The Risk Committee is all about risk management, chaired by the Risk Manager. The risk committee’s duty is to develop and implement the risk management framework. Unlike the audit committee, the risk committee look for the system’s weakness and advise on the allocation of accountability for risks, controls and tasks. The risk committee acts as an advisor on risk management matters.
There are 5 other key players for information security program to roll smoothly.
They are the System Program Manager, Information System Security Officer (ISSO), System Administrator, Designated Approving Authority (DAA) and the Data Owner.
The System Program Manager is a vital player as he or she is responsible for overall lifecycle planning of BlackMart, as well as to ensure security is funded for and implemented in the system.
The Information Systems Security Officer is responsible for the the administrative and operational aspects of security in BlackMart. Not only that, he or she would have to ensure that the systems are maintained properly, patched when needed, monitored and handled properly when issues arise.
The System Administrator is required to take care of BlackMart’s system and include hardening and patching when needed.

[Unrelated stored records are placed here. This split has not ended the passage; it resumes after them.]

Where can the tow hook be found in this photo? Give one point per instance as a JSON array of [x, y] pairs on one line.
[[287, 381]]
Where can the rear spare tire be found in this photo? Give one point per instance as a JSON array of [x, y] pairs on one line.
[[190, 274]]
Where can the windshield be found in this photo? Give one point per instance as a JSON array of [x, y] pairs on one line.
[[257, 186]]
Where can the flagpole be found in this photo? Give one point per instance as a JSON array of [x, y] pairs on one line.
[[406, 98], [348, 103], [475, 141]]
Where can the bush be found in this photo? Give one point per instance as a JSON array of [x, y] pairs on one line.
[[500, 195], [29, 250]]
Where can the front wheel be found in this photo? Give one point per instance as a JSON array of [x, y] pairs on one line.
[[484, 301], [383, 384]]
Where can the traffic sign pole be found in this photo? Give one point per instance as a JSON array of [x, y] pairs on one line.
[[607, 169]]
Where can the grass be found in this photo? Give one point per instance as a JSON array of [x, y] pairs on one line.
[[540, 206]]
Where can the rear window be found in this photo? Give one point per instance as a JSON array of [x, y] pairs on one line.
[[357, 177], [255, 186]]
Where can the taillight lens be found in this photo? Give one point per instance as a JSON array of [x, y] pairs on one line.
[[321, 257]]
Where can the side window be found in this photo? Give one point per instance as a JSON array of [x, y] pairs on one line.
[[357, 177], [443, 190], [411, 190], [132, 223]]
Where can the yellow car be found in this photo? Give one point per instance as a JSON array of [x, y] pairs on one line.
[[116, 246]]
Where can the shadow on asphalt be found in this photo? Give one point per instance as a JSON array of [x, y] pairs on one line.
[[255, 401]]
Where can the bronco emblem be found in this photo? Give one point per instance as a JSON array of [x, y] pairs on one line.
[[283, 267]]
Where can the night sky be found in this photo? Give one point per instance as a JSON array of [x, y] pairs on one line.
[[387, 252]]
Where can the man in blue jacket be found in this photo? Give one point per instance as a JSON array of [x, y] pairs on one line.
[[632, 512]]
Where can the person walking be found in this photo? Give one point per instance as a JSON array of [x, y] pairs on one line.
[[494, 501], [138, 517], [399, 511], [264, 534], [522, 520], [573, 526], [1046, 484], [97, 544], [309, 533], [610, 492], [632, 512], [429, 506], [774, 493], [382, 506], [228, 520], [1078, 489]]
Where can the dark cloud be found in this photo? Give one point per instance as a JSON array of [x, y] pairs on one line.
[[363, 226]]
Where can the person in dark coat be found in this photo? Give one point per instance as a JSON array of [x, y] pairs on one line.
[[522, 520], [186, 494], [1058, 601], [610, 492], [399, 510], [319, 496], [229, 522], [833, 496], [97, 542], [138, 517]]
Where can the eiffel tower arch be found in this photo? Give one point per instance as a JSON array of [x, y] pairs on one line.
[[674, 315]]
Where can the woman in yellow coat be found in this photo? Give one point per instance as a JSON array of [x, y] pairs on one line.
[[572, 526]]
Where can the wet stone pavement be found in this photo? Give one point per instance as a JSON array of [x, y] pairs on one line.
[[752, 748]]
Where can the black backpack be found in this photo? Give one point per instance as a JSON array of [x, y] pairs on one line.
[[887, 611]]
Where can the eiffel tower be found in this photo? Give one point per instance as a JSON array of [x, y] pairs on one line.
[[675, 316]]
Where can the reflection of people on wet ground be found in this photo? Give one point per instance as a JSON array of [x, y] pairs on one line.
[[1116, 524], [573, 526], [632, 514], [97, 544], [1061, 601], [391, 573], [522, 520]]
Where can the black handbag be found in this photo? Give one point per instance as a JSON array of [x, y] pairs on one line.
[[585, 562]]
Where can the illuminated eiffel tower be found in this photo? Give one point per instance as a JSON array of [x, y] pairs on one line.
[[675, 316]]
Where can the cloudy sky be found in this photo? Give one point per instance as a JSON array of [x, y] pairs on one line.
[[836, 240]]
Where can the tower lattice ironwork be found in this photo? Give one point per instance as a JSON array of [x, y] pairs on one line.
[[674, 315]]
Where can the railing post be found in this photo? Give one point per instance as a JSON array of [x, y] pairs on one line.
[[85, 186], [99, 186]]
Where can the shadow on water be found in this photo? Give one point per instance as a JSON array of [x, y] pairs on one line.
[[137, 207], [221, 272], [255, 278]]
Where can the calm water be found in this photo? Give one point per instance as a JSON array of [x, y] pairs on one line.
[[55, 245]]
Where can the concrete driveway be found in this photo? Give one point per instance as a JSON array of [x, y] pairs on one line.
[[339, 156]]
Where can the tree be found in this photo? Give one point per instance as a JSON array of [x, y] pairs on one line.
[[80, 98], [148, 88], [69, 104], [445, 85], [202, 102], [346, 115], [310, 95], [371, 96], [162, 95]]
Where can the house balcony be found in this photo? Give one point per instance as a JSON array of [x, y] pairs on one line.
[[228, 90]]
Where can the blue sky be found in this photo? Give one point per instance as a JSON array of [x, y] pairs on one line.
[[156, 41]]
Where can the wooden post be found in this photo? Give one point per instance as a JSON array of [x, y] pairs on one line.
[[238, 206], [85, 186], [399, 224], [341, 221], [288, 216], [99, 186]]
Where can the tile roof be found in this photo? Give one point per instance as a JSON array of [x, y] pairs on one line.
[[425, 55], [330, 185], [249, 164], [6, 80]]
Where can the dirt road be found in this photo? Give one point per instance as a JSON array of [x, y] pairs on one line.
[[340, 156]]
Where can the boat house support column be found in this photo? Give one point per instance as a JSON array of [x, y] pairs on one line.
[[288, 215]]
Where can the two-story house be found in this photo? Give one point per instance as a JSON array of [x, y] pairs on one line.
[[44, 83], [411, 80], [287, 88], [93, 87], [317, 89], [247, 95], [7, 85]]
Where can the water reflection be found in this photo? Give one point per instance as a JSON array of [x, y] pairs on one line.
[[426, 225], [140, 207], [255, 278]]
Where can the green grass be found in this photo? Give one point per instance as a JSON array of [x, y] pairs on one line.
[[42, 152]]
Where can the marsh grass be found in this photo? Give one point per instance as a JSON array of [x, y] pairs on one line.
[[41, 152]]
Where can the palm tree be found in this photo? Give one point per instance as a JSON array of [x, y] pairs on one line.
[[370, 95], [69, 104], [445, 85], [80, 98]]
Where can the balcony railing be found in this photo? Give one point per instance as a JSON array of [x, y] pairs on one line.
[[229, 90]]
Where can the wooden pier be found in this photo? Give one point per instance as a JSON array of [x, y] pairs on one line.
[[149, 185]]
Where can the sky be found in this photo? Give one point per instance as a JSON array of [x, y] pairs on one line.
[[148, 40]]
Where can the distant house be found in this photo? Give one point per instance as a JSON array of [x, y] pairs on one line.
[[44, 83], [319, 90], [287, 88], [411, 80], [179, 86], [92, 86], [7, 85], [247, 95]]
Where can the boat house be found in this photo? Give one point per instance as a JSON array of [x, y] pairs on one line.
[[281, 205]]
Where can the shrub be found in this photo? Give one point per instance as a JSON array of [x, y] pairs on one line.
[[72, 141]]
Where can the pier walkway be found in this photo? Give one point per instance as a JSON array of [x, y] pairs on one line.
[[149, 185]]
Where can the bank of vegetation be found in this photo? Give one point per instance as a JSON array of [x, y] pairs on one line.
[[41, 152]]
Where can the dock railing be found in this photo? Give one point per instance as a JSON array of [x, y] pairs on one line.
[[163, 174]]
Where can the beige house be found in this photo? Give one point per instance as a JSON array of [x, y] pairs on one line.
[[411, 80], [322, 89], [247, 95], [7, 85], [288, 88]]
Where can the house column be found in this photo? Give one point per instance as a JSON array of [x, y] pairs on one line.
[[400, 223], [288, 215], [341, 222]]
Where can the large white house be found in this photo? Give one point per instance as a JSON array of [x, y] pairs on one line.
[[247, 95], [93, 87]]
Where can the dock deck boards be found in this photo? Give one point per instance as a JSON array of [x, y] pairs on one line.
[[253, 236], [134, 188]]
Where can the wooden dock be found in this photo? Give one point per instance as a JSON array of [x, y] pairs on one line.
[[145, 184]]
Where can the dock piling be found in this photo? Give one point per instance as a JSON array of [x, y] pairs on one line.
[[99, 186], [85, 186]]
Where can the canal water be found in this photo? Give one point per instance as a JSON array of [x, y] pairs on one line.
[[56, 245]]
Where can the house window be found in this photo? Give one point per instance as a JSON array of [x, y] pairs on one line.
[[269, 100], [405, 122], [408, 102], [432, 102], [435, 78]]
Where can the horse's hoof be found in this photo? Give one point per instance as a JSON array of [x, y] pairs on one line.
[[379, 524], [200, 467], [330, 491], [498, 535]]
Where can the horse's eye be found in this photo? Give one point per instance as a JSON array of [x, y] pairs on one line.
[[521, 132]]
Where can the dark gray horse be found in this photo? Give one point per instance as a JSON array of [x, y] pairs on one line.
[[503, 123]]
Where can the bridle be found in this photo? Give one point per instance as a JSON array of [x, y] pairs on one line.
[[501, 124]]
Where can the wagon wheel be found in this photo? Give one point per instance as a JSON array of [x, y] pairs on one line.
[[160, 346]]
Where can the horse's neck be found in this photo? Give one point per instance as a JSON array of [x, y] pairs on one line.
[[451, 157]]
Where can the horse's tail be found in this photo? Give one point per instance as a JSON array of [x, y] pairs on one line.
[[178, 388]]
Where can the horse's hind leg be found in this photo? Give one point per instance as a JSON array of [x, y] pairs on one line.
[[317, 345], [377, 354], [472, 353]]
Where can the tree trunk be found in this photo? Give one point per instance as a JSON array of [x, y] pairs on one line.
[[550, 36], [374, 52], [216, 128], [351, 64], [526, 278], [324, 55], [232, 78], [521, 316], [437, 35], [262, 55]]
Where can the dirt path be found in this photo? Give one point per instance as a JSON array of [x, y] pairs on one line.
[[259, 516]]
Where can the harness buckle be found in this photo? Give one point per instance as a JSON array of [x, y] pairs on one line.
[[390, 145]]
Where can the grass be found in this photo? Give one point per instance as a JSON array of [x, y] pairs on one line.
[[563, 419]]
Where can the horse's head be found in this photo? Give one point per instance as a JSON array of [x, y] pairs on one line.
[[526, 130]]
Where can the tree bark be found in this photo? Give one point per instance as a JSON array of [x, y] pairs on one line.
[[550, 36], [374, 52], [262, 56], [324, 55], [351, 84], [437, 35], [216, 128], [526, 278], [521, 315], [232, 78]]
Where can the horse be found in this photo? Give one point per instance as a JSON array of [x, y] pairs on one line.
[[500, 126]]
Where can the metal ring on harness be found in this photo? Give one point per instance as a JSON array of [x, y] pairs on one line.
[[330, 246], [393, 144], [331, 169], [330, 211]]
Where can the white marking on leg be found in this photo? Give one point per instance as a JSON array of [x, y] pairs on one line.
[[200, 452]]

The Designated Approving Authority is more oftenly made up of senior executive who holds responsibilities in the funding, configuration and the operation of BlackMart. If, unfortunately, BlackMart’s system is not secured, they are the ones who will shut it down, with given authority.
Last but not least, the Data Owner helps to set requirements for the level of protection needed for the data.
All of these key players and committees are recommended for BlackMart to establish a good management structure and to attain a good monitoring program while implementing information security program, ensuring it to be more effective.